City Press reported that two game farms in Limpopo province “appear to be the first properties that will be expropriat­ed without following a court process”. It said the owners had wanted R200 million ($20.8m) and that the Government had offered R20m.

According to City Press, a 2006 Government Gazette showed that the Musekwa tribe had lodged a claim against the Akkerland Boerdery, owners of one of the farms, as far back as 1996. City Press added that “various legal experts are of the opinion that in certain circumstan­ces, not paying any compensati­on may be justified and that it is therefore unnecessar­y to amend the Constituti­on, but the courts have not yet ruled on this point”.

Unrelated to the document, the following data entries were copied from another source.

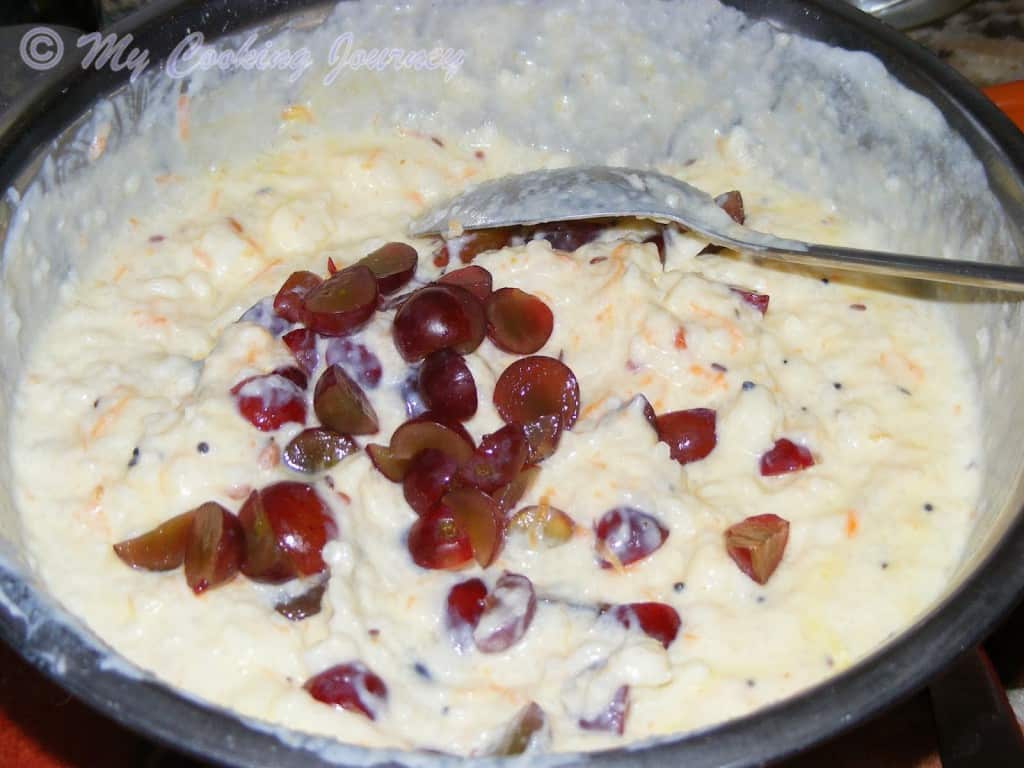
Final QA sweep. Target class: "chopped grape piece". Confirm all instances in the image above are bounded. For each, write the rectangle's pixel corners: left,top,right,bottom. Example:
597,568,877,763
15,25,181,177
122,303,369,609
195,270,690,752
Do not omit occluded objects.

It said Akkerland had gone to the Land Claims Court to prevent its owners from being evicted.

President Cyril Ramaphosa, who took over from Jacob Zuma in February, said last month that South Africa would push ahead with plans to amend the constituti­on to allow land expropriat­ion without compensati­on.

However, Reuters reported that at a land summit in May, the ruling African National Congress announced it would test clauses in the constituti­on to see if they allow for land to be expropriat­ed without compensati­on.

The BBC reported that around 10 per cent of land in white ownership has been transferre­d to black owners since the end of apartheid, which is only a third of the ANC’s target.

The 1913 Native Lands Act, repealed in 1991, made it illegal for black South Africans to acquire or lease land outside of the reserves in which they had been forced to live, except from other black South Africans.